Adding the Occitan language: ideas and strategies


I am writing this message to get information about the process and to inform about what I plane to do to add the Occitan language.
I saw a conference in Tolosa, France about Common Voice last November. I think I understood the different steps but to be really sure I would like to list them and tell what nee to be done.

1)Translating the website

I started some times ago but alone it’s a bit too much. I would like to teach people how to participate. I already wrote and article about this (here:
In January I’m organising a translating session with, hopefully, 4 other persons. 2 proofreaders and 3 translators. At the moment there are 360 strings left to handle. We can make it :slight_smile:

2)Creating a corpus

A collection of at least 5 000 sentences is needed to achieve this step.
Not to brag about or anything but the Occitan language is written for more than 1000 years and has been an administrative language so more than 33 French departments are full of archives in this language. Lots of books are no longer under copyright, have they ever been.
I saw in the GitHub repository people gave some sayings and proverbs for their language, I’m already on it to gather some of them.
I will contact the Occitan multimedia library (Lo Cirdòc) and another public structures that developed online dictionaries, spellchecker, voice recording for Wikipedia (Lo Congrès).
In addition I will try to contact book editors and other associations to know if them can give as a gift some sentences.
Knowing that all these texts would be in a formal register I have an idea. Tell me what you think about it.

I envisage to build a website where people could drop 10 sentences of their own. I would like to give the address to people and ask them to write 10 sentences, spontaneous ones. Such as:
I went shopping for Christmas – I couldn’t go by train because of the strike - Etc. Daily and useful sentences. Maybe ask people to ask their friends to do so, and if they are not native in Occitan offer them to translate their friends’ sentences into Occitan.
I’m listing different teachers, singers, writers, and friends to solicit.

The last 2 steps, well we have time until then.

Thanks for your feedback!


Thanks for sharing and contributing to Common Voice.

As a reminder, this is the place to know everything about how to get a language launched:


Hello you all!
The translation of the web site is now complete :fireworks:
So the next step is creating a corpus from public sources, am I right?


That’s about right :slight_smile:

Bienvenu sur Common Voice.

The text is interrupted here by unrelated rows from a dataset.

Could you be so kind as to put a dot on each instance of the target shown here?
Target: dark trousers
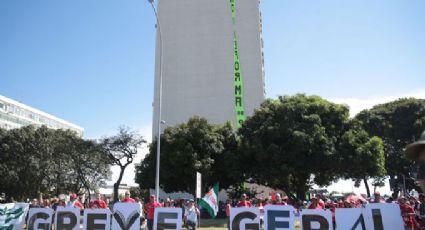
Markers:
(150, 224)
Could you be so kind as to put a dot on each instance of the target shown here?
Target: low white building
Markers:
(14, 114)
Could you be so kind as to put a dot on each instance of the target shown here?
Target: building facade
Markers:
(212, 61)
(14, 114)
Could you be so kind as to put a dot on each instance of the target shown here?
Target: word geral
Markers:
(127, 217)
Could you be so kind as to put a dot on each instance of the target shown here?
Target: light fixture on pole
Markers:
(158, 142)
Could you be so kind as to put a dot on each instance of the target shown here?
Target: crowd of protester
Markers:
(412, 208)
(189, 209)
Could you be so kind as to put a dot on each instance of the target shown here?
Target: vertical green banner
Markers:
(238, 77)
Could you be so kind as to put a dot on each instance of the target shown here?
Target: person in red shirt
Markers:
(127, 198)
(243, 202)
(73, 202)
(314, 204)
(320, 202)
(377, 198)
(98, 203)
(150, 210)
(407, 212)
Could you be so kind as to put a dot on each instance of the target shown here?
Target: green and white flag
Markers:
(210, 201)
(12, 215)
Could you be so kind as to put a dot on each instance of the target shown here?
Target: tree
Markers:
(290, 143)
(121, 150)
(195, 146)
(48, 161)
(361, 157)
(397, 123)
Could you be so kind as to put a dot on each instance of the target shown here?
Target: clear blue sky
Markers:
(91, 61)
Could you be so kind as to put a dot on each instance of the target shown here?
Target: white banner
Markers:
(167, 218)
(67, 218)
(126, 216)
(12, 215)
(313, 219)
(384, 216)
(95, 219)
(279, 217)
(351, 218)
(244, 218)
(39, 219)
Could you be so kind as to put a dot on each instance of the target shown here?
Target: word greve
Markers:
(126, 217)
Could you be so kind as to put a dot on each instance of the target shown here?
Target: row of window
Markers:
(19, 112)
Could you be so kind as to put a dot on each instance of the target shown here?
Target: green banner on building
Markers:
(238, 77)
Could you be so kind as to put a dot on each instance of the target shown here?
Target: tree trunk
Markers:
(118, 182)
(396, 189)
(366, 186)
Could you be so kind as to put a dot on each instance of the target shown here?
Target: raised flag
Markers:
(210, 201)
(12, 215)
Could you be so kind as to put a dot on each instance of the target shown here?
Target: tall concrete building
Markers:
(212, 61)
(14, 115)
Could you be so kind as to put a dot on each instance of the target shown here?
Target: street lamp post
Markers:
(158, 142)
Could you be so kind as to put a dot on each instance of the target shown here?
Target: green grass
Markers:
(211, 224)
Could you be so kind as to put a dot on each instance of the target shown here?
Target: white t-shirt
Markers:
(191, 214)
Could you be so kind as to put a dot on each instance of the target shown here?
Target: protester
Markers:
(314, 204)
(98, 203)
(244, 202)
(34, 204)
(168, 203)
(407, 212)
(150, 211)
(127, 198)
(420, 212)
(377, 198)
(74, 203)
(191, 215)
(142, 213)
(228, 207)
(416, 151)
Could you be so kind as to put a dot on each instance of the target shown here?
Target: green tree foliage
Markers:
(34, 160)
(195, 146)
(290, 143)
(120, 150)
(361, 157)
(397, 123)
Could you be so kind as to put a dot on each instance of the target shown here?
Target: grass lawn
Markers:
(221, 224)
(211, 224)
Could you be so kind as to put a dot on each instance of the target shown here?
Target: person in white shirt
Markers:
(191, 215)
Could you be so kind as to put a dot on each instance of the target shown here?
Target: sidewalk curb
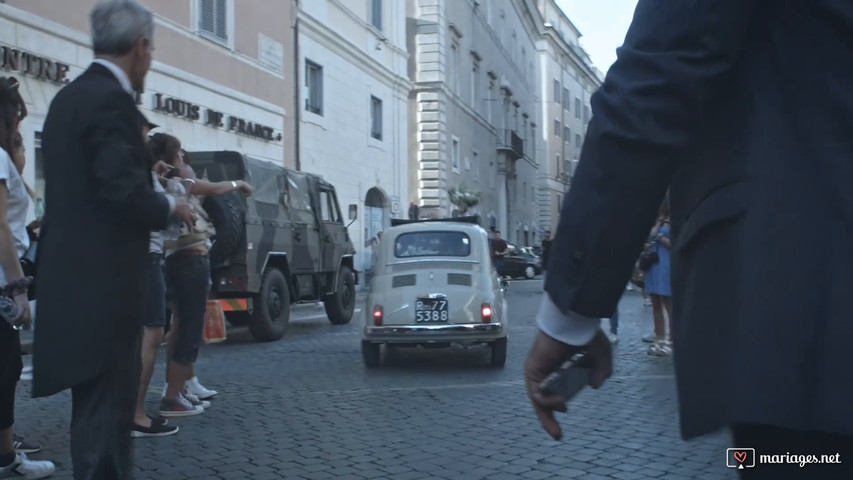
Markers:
(27, 335)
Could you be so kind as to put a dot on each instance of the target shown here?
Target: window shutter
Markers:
(206, 16)
(221, 19)
(377, 14)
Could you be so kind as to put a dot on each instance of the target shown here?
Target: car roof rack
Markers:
(475, 219)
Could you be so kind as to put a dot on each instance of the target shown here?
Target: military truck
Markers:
(285, 244)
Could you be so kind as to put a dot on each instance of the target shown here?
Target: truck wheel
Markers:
(341, 304)
(499, 352)
(371, 353)
(228, 217)
(271, 315)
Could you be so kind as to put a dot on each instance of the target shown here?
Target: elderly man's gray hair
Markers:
(118, 24)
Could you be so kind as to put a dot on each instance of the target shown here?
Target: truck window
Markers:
(328, 207)
(299, 197)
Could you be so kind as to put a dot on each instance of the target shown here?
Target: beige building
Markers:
(353, 99)
(567, 82)
(474, 111)
(221, 77)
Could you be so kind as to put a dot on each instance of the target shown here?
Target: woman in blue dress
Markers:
(659, 284)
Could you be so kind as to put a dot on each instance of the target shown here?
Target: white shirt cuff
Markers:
(171, 200)
(572, 329)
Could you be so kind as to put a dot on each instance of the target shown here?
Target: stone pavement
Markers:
(306, 408)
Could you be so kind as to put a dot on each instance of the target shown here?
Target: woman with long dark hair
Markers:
(14, 241)
(659, 284)
(188, 276)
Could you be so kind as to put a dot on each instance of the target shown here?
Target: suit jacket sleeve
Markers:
(120, 169)
(675, 61)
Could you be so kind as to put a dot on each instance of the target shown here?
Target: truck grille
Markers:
(403, 281)
(459, 279)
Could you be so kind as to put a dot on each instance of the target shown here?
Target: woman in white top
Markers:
(14, 241)
(188, 280)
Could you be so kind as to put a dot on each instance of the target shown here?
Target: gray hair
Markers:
(118, 24)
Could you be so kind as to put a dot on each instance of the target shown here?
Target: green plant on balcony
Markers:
(463, 198)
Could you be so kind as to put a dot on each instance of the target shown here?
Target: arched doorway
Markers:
(375, 218)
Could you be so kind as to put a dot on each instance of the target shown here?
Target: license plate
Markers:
(430, 310)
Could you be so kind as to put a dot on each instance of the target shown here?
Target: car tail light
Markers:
(377, 315)
(486, 312)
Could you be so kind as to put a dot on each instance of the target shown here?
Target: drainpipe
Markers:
(296, 106)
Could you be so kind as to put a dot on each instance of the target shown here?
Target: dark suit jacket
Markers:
(719, 99)
(100, 210)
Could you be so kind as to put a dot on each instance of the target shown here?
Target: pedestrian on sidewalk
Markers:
(153, 317)
(659, 286)
(701, 101)
(101, 207)
(188, 278)
(14, 242)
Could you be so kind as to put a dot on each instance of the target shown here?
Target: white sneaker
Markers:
(194, 387)
(195, 400)
(660, 349)
(23, 467)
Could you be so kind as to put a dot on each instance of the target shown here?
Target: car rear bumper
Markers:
(432, 332)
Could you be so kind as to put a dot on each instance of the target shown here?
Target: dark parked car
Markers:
(520, 263)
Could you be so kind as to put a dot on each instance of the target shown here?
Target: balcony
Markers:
(511, 142)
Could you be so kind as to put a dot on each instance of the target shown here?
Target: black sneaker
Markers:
(155, 430)
(159, 420)
(23, 446)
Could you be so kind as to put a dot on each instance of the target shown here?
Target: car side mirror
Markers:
(353, 213)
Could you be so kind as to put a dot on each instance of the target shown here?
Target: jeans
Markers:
(614, 322)
(188, 277)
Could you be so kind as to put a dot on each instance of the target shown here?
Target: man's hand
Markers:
(161, 168)
(184, 212)
(24, 315)
(545, 356)
(245, 187)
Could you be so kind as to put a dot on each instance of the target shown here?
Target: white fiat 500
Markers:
(434, 286)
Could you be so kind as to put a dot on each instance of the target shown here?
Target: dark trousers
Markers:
(790, 446)
(102, 416)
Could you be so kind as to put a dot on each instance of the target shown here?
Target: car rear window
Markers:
(430, 244)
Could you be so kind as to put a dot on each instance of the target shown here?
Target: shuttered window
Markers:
(314, 87)
(213, 19)
(376, 13)
(375, 118)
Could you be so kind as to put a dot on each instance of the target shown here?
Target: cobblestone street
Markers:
(306, 408)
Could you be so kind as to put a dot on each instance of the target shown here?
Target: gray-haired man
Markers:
(101, 208)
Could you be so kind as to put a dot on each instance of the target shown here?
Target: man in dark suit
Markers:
(708, 96)
(101, 207)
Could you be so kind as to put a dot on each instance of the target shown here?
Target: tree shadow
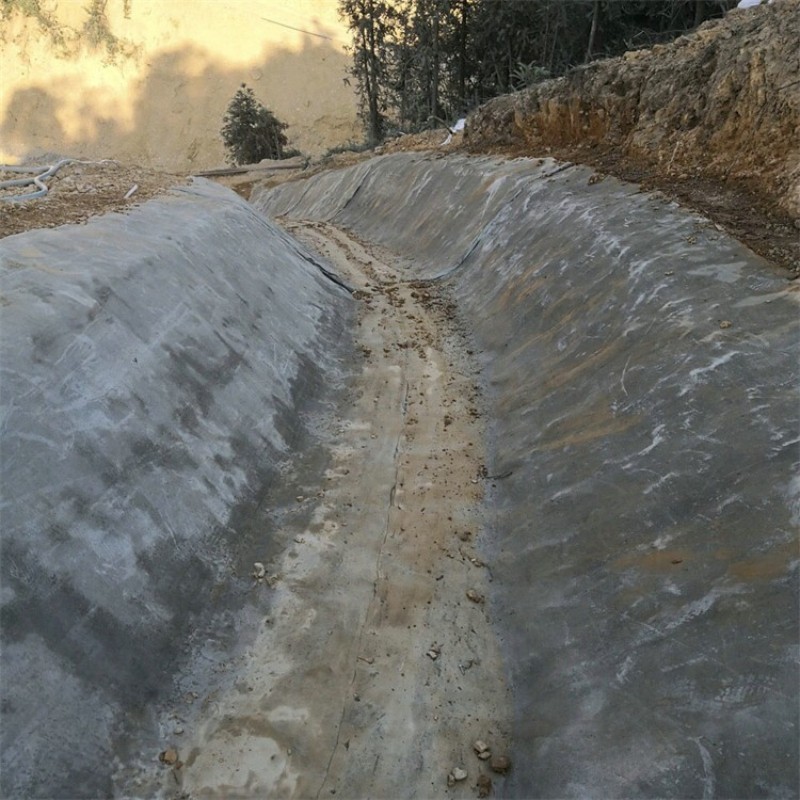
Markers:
(173, 115)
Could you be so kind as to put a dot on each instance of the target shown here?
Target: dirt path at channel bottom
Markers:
(379, 669)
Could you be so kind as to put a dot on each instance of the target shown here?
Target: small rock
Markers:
(480, 746)
(501, 764)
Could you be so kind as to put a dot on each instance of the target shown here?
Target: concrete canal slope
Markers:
(641, 373)
(160, 372)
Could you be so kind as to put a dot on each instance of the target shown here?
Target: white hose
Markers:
(41, 174)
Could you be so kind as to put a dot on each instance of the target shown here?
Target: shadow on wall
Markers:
(173, 115)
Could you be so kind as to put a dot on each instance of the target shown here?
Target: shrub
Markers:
(252, 132)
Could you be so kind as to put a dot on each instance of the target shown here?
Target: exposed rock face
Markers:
(721, 102)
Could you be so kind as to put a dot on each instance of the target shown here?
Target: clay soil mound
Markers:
(712, 118)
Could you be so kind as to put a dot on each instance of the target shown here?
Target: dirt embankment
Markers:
(713, 118)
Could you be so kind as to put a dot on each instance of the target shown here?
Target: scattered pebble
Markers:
(501, 764)
(168, 756)
(480, 747)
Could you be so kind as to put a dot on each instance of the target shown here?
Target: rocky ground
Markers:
(710, 120)
(79, 191)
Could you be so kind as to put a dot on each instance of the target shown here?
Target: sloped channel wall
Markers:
(641, 373)
(159, 371)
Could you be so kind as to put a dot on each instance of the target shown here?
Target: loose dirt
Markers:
(79, 191)
(378, 669)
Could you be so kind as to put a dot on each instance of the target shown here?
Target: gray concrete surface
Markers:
(641, 373)
(162, 373)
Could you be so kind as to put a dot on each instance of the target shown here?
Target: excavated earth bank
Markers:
(497, 452)
(722, 102)
(641, 379)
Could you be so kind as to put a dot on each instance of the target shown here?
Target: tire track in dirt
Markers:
(378, 669)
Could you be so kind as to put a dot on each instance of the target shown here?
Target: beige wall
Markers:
(159, 100)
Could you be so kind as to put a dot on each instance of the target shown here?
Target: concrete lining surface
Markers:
(160, 372)
(641, 371)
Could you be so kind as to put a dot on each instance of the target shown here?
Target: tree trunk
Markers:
(592, 31)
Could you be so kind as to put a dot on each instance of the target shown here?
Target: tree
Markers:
(372, 24)
(250, 131)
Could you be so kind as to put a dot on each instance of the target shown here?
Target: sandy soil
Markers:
(378, 669)
(79, 191)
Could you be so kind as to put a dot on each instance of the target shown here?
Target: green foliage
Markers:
(95, 32)
(526, 75)
(251, 132)
(416, 62)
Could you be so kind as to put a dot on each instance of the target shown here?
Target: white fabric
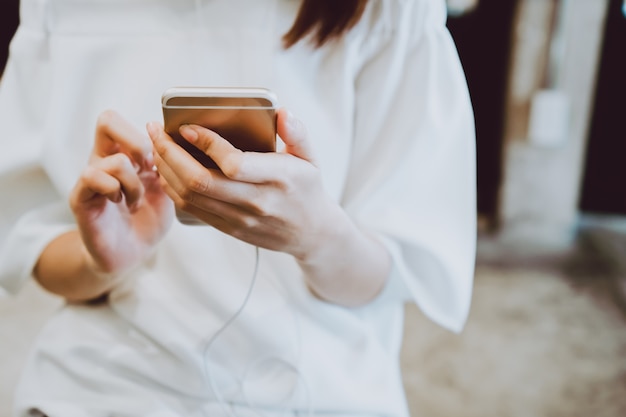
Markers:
(389, 116)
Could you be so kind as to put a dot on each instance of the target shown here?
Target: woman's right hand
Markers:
(120, 208)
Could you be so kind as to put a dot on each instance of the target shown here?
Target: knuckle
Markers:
(245, 223)
(231, 165)
(259, 205)
(120, 162)
(106, 118)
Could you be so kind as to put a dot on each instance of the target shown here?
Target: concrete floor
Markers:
(546, 337)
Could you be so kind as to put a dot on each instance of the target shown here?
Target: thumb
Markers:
(293, 133)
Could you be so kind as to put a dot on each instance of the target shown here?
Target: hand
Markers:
(271, 200)
(275, 201)
(118, 203)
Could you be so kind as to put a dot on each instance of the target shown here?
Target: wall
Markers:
(541, 182)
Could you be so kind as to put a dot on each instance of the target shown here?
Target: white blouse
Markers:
(388, 112)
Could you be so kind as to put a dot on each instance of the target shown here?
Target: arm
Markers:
(65, 268)
(275, 201)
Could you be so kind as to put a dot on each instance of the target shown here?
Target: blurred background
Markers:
(547, 330)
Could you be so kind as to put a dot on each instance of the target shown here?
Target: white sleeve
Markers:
(412, 179)
(32, 212)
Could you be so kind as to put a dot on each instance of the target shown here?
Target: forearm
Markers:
(350, 268)
(64, 268)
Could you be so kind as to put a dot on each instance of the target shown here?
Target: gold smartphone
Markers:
(246, 117)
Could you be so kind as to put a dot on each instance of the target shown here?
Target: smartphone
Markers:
(246, 117)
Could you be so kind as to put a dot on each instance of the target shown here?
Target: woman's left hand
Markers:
(275, 201)
(271, 200)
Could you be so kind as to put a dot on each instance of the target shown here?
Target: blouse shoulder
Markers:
(408, 17)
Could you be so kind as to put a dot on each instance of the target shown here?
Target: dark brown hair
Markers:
(324, 20)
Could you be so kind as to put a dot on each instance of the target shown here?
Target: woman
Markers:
(292, 302)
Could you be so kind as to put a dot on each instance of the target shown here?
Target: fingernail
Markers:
(149, 160)
(189, 133)
(153, 130)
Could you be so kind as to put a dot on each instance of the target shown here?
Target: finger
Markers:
(293, 133)
(95, 183)
(115, 134)
(189, 178)
(235, 164)
(113, 177)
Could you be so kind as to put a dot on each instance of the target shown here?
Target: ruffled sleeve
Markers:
(412, 178)
(32, 211)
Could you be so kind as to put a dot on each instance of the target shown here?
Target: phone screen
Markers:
(246, 117)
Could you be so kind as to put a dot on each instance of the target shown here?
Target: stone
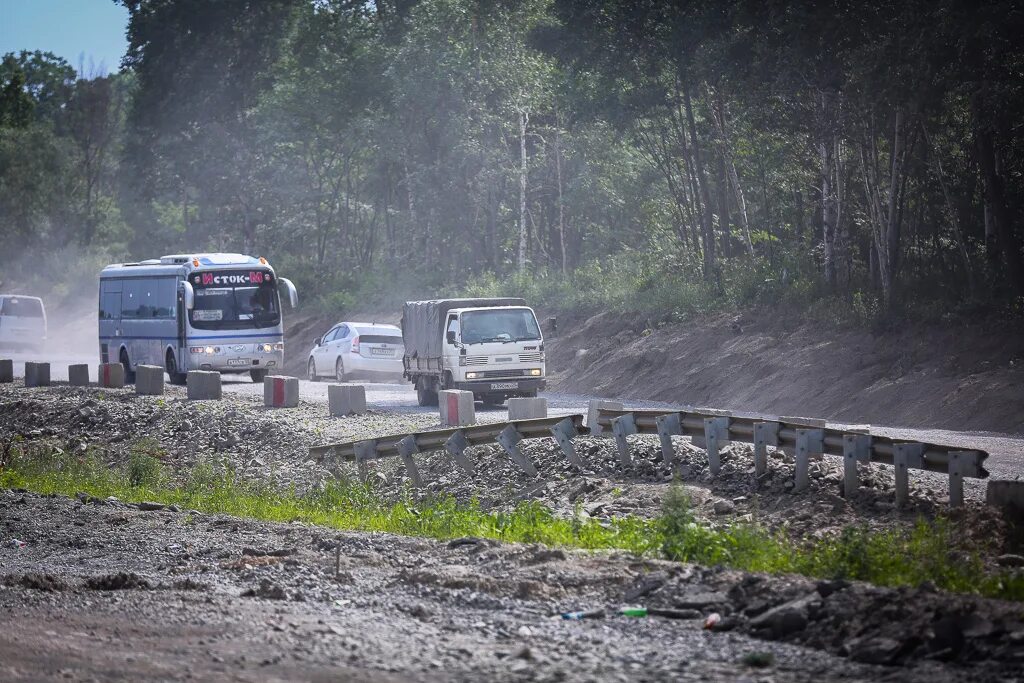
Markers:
(594, 408)
(37, 374)
(344, 399)
(78, 375)
(724, 507)
(456, 408)
(281, 391)
(203, 385)
(527, 409)
(111, 375)
(148, 380)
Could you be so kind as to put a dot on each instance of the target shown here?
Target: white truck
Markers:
(492, 347)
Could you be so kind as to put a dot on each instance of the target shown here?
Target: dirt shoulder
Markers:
(111, 592)
(935, 376)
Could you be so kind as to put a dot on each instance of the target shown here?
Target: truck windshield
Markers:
(508, 325)
(236, 307)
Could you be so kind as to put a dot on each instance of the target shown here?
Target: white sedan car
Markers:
(356, 349)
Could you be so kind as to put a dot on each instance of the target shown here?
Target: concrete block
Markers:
(596, 406)
(1006, 494)
(111, 375)
(148, 380)
(527, 409)
(346, 399)
(78, 375)
(456, 408)
(37, 374)
(281, 391)
(203, 385)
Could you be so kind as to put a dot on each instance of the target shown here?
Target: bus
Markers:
(201, 311)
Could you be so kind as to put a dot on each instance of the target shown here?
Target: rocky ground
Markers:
(112, 592)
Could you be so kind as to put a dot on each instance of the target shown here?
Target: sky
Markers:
(90, 33)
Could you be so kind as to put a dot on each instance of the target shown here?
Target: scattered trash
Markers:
(580, 615)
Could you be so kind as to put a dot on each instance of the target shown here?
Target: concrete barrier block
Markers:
(594, 408)
(457, 408)
(37, 374)
(527, 409)
(78, 375)
(346, 399)
(281, 391)
(111, 375)
(150, 380)
(203, 385)
(1006, 494)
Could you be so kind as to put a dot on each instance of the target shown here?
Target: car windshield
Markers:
(508, 325)
(236, 307)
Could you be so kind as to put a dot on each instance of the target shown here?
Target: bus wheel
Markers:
(129, 375)
(172, 370)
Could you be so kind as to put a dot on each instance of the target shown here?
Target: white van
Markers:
(23, 322)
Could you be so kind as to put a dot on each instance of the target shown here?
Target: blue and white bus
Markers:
(202, 311)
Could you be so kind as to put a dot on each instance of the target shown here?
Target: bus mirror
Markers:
(293, 297)
(189, 295)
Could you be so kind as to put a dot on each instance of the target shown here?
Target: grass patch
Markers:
(925, 553)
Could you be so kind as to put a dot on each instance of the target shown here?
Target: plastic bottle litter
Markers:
(580, 615)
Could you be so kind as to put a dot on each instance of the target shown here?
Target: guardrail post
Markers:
(669, 426)
(456, 446)
(407, 447)
(509, 440)
(765, 434)
(563, 433)
(957, 463)
(856, 449)
(716, 435)
(365, 452)
(905, 456)
(809, 441)
(623, 426)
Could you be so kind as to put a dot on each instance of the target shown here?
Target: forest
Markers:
(864, 159)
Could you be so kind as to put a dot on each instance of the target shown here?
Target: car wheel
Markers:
(172, 370)
(129, 375)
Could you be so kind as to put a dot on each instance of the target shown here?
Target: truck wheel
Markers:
(129, 375)
(172, 371)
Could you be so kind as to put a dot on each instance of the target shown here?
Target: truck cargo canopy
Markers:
(422, 322)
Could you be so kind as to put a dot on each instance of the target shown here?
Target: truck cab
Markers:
(496, 351)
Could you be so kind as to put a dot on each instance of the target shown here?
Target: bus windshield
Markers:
(236, 307)
(508, 325)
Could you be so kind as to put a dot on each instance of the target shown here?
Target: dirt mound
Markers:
(962, 378)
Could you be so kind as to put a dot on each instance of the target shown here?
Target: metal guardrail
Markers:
(802, 438)
(455, 440)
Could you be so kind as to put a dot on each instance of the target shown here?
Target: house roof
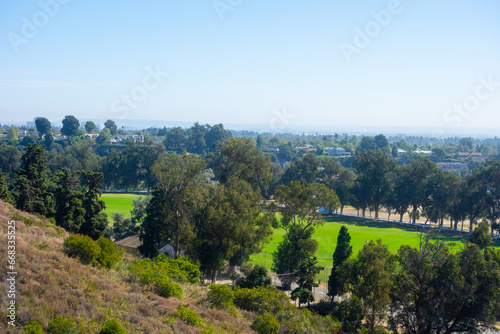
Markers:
(133, 242)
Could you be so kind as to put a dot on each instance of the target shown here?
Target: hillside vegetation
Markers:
(50, 285)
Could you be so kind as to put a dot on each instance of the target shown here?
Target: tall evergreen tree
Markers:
(69, 211)
(31, 190)
(4, 193)
(95, 221)
(343, 251)
(153, 232)
(306, 274)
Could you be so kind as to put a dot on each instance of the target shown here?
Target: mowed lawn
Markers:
(361, 231)
(118, 203)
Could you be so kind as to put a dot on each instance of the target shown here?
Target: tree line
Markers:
(432, 288)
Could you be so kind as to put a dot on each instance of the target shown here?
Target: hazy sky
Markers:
(433, 64)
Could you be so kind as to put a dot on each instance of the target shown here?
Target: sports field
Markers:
(361, 230)
(118, 203)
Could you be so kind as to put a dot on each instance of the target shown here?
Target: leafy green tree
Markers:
(306, 275)
(138, 213)
(375, 266)
(69, 211)
(490, 174)
(12, 133)
(349, 312)
(178, 196)
(481, 236)
(474, 198)
(255, 276)
(343, 251)
(111, 126)
(231, 222)
(95, 220)
(4, 193)
(70, 126)
(305, 170)
(374, 169)
(176, 140)
(154, 231)
(216, 136)
(443, 188)
(465, 144)
(417, 178)
(31, 189)
(259, 142)
(148, 152)
(400, 194)
(123, 227)
(129, 165)
(196, 140)
(300, 215)
(239, 158)
(286, 151)
(10, 160)
(42, 126)
(288, 255)
(367, 144)
(341, 180)
(49, 141)
(89, 126)
(382, 143)
(110, 167)
(440, 291)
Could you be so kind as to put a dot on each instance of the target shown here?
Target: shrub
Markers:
(109, 253)
(179, 270)
(33, 327)
(83, 248)
(255, 276)
(220, 296)
(261, 300)
(167, 288)
(60, 325)
(112, 327)
(188, 316)
(103, 252)
(266, 324)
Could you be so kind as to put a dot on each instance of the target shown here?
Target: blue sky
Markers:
(277, 63)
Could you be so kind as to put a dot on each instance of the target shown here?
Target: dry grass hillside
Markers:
(51, 284)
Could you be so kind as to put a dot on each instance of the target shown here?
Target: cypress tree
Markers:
(31, 191)
(342, 252)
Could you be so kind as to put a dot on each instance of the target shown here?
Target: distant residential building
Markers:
(401, 152)
(133, 243)
(61, 137)
(475, 156)
(91, 135)
(419, 151)
(119, 139)
(307, 148)
(337, 151)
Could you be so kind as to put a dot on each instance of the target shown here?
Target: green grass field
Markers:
(361, 230)
(118, 203)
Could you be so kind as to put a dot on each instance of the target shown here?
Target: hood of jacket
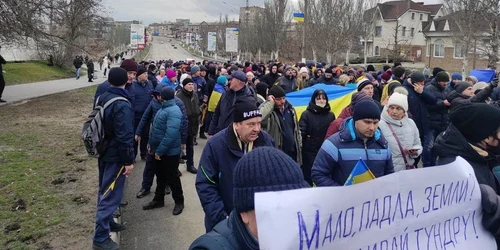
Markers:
(312, 103)
(452, 143)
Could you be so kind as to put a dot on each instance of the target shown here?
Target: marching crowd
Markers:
(397, 120)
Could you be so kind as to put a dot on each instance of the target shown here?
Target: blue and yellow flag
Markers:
(338, 97)
(299, 17)
(360, 173)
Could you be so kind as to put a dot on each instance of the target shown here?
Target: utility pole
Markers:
(304, 25)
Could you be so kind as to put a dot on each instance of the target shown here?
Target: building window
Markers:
(439, 48)
(378, 31)
(459, 50)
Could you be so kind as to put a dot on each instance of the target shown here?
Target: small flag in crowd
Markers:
(360, 173)
(299, 17)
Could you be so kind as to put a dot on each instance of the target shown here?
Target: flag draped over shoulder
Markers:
(360, 173)
(338, 97)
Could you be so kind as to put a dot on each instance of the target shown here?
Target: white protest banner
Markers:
(431, 208)
(212, 41)
(232, 39)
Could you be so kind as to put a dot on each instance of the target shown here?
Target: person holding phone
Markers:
(401, 132)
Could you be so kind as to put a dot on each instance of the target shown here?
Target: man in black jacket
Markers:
(474, 134)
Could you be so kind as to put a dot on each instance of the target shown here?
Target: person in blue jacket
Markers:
(214, 180)
(165, 144)
(131, 67)
(265, 169)
(147, 118)
(118, 159)
(143, 88)
(358, 138)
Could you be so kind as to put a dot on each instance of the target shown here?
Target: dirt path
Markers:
(48, 185)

Heureux de retrouver l’Occitan.

Puisque vous venez de terminer la traduction du site, vous pouvez rejoindre le collecteur de phrases sur cette adresse:

  • Il faut d’abord créer un compte
  • Lire le contenu sur cette page pour comprendre la nature des phrases (licence CC0) et certaines règles
  • Vous pouvez héberger vos phrases sur Github par exemple, puis coller les phrases sur Sentence Collector et coller le lien en bas en guise de source.

En cas de besoin, n’hésitez pas à me solliciter.

Pour information, je suis impliqué sur le corpus de langue kabyle, une langue berbère nord africaine.


Coucou Belkacem, nos traductions se sont déjà croisées sur d’autres projets je crois :slight_smile:
J’ai bien une questions, comment on pourrait faire pour mettre dans des catégories les phrases ? J’avais vu un GitHub où les phrases étaient rangées comme cela.

En effet nous nous sommes croisé quelque part. Peut être sur un projet de trad auto ou sur academia?

Pour ta question, s’il s’agit de Common Voice, il n’y a pas de catégorisation. Avant de lancer l’outil Sentence Collector qui alimente Common Voice, nous utilisions Github pour envoyer des fichiers. Et c’est là où j’envoyais des fichiers par nature de phrases. Ce n’est plus le cas maintenant. Alors, si tu veux uploader des phrases, crée d’abord un projet sous licence CC0 sur Github et tu pourras mettre tes phrases dans des fichiers séparés. Sur Sentence Collector, tu copies le contenu de ces fichiers sur l’interface ainsi que le lien Github. Ces phrases seront exposées sur Common Voice de façon aléatoire.

Mais je suis impatient de voir l’Occitan enfin sur Common Voice. Cela m’aidera à m’entraîner d’abord sur sa phonétique/phonologie. Je suis amateur des langues populaires de France et d’Algérie :slight_smile:

This this conversation is moving into French, I’m moving it to the French category to avoid noise in our main English category, merci!